Мы сошли к реке, выкупались и потом молча пили чай в трактире на берегу.
- А с яблоками мироеды проиграли дело, - сказал Ромась.
Пришёл Панков, задумчивый и более мягкий, чем всегда.
- Что, брат? - спросил Хохол.
Панков пожал плечами:
- У меня изба застрахована была.
Помолчали, странно, как незнакомые, присматриваясь друг ко другу щупающими глазами.
- Что теперь будешь делать, Михаил Антоныч?
- Подумаю.
- Уехать надо тебе отсюда.
- Посмотрю.
- У меня план есть, - сказал Панков, - пойдём на волю, поговорим.
Пошли. В дверях Панков обернулся и сказал мне:
- А - не робок ты! Тебе здесь - можно жить, тебя бояться будут...
Я тоже вышел на берег, лёг под кустами, глядя на реку.
Жарко, хотя солнце уже опускалось к западу. Широким свитком развернулось предо мною всё пережитое в этом селе - как будто красками написано на полосе реки. Грустно было мне. Но скоро одолела усталость, и я крепко заснул.

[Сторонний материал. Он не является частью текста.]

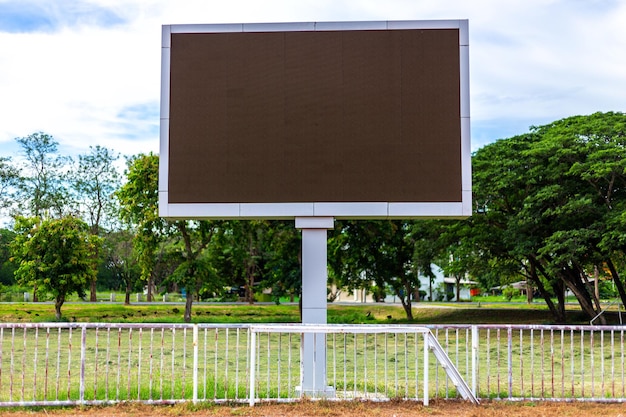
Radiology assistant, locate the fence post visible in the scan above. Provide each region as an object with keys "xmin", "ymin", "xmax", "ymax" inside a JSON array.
[
  {"xmin": 191, "ymin": 322, "xmax": 199, "ymax": 404},
  {"xmin": 79, "ymin": 325, "xmax": 86, "ymax": 405},
  {"xmin": 507, "ymin": 326, "xmax": 513, "ymax": 399},
  {"xmin": 423, "ymin": 330, "xmax": 430, "ymax": 407},
  {"xmin": 248, "ymin": 327, "xmax": 256, "ymax": 407},
  {"xmin": 472, "ymin": 326, "xmax": 479, "ymax": 397}
]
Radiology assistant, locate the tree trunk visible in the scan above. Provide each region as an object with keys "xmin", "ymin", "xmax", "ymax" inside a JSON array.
[
  {"xmin": 146, "ymin": 273, "xmax": 154, "ymax": 302},
  {"xmin": 54, "ymin": 296, "xmax": 65, "ymax": 321},
  {"xmin": 397, "ymin": 285, "xmax": 413, "ymax": 320},
  {"xmin": 184, "ymin": 288, "xmax": 193, "ymax": 323},
  {"xmin": 124, "ymin": 277, "xmax": 132, "ymax": 306},
  {"xmin": 526, "ymin": 280, "xmax": 533, "ymax": 304},
  {"xmin": 428, "ymin": 277, "xmax": 434, "ymax": 303},
  {"xmin": 593, "ymin": 265, "xmax": 600, "ymax": 303},
  {"xmin": 89, "ymin": 277, "xmax": 98, "ymax": 303},
  {"xmin": 606, "ymin": 259, "xmax": 626, "ymax": 305},
  {"xmin": 561, "ymin": 269, "xmax": 606, "ymax": 324},
  {"xmin": 528, "ymin": 257, "xmax": 565, "ymax": 323}
]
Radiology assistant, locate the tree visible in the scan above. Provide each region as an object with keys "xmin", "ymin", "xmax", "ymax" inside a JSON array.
[
  {"xmin": 172, "ymin": 220, "xmax": 220, "ymax": 323},
  {"xmin": 72, "ymin": 146, "xmax": 120, "ymax": 302},
  {"xmin": 103, "ymin": 230, "xmax": 141, "ymax": 305},
  {"xmin": 0, "ymin": 157, "xmax": 20, "ymax": 214},
  {"xmin": 115, "ymin": 153, "xmax": 166, "ymax": 301},
  {"xmin": 261, "ymin": 221, "xmax": 302, "ymax": 304},
  {"xmin": 0, "ymin": 229, "xmax": 15, "ymax": 285},
  {"xmin": 11, "ymin": 216, "xmax": 100, "ymax": 321},
  {"xmin": 16, "ymin": 132, "xmax": 73, "ymax": 217},
  {"xmin": 329, "ymin": 220, "xmax": 419, "ymax": 320},
  {"xmin": 471, "ymin": 113, "xmax": 626, "ymax": 322}
]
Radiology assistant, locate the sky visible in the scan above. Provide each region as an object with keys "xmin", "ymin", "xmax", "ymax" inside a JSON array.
[{"xmin": 0, "ymin": 0, "xmax": 626, "ymax": 156}]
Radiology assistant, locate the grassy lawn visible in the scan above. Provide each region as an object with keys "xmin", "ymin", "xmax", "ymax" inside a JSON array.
[{"xmin": 0, "ymin": 302, "xmax": 588, "ymax": 324}]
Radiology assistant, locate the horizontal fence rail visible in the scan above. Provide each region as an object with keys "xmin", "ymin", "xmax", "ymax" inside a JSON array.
[{"xmin": 0, "ymin": 323, "xmax": 626, "ymax": 406}]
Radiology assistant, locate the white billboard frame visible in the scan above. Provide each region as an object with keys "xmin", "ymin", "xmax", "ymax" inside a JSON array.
[{"xmin": 159, "ymin": 20, "xmax": 472, "ymax": 219}]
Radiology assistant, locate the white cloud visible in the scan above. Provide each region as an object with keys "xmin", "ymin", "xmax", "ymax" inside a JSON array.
[{"xmin": 0, "ymin": 0, "xmax": 626, "ymax": 154}]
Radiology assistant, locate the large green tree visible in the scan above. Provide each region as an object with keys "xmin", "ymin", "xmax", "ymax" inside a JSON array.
[
  {"xmin": 115, "ymin": 153, "xmax": 169, "ymax": 301},
  {"xmin": 11, "ymin": 216, "xmax": 100, "ymax": 320},
  {"xmin": 15, "ymin": 132, "xmax": 73, "ymax": 217},
  {"xmin": 329, "ymin": 220, "xmax": 419, "ymax": 320},
  {"xmin": 71, "ymin": 146, "xmax": 120, "ymax": 302},
  {"xmin": 471, "ymin": 112, "xmax": 626, "ymax": 321}
]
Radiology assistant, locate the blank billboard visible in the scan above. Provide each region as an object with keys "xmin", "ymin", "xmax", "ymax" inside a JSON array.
[{"xmin": 159, "ymin": 21, "xmax": 471, "ymax": 218}]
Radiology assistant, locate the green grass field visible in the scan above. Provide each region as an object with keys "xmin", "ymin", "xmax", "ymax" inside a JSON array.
[{"xmin": 0, "ymin": 302, "xmax": 588, "ymax": 324}]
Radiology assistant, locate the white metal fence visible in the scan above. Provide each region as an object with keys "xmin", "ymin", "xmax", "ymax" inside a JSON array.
[{"xmin": 0, "ymin": 323, "xmax": 626, "ymax": 406}]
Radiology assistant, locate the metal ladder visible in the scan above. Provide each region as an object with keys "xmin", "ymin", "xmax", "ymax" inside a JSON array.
[{"xmin": 427, "ymin": 331, "xmax": 479, "ymax": 404}]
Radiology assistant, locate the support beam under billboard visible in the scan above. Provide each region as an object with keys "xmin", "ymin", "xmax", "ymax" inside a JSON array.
[{"xmin": 296, "ymin": 217, "xmax": 334, "ymax": 398}]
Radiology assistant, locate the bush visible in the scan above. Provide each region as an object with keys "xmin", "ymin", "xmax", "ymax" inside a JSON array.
[{"xmin": 502, "ymin": 287, "xmax": 520, "ymax": 301}]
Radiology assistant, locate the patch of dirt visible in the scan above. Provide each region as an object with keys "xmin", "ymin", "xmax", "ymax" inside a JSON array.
[{"xmin": 0, "ymin": 400, "xmax": 626, "ymax": 417}]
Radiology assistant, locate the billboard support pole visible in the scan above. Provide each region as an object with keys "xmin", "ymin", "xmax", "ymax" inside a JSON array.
[{"xmin": 296, "ymin": 217, "xmax": 334, "ymax": 397}]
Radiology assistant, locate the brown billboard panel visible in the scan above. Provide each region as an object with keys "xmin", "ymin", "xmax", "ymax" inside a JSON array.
[{"xmin": 159, "ymin": 21, "xmax": 471, "ymax": 218}]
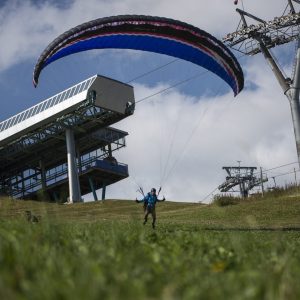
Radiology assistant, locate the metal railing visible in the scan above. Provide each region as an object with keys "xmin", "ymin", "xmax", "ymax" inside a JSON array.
[{"xmin": 0, "ymin": 75, "xmax": 97, "ymax": 132}]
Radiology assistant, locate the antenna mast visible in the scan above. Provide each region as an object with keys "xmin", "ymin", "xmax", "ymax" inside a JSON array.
[{"xmin": 223, "ymin": 0, "xmax": 300, "ymax": 165}]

- Эй, - слышал я сквозь сон, чувствуя, что меня трясут и тащат куда-то. - Помер ты, что ли? Очнись!
За рекой над лугами светилась багровая луна, большая, точно колесо. Надо мною наклонился Баринов, раскачивая меня.
- Иди, Хохол тебя ищет, беспокоится!
Идя сзади меня, он ворчал:
- Тебе нельзя спать где попало! Пройдёт по горе человек, оступится спустит на тебя камень. А то и нарочно спустит. У нас - не шутят. Народ, братец ты мой, зло помнит. Окроме зла, ему и помнить нечего.
В кустах на берегу кто-то тихонько возился, - шевелились ветви.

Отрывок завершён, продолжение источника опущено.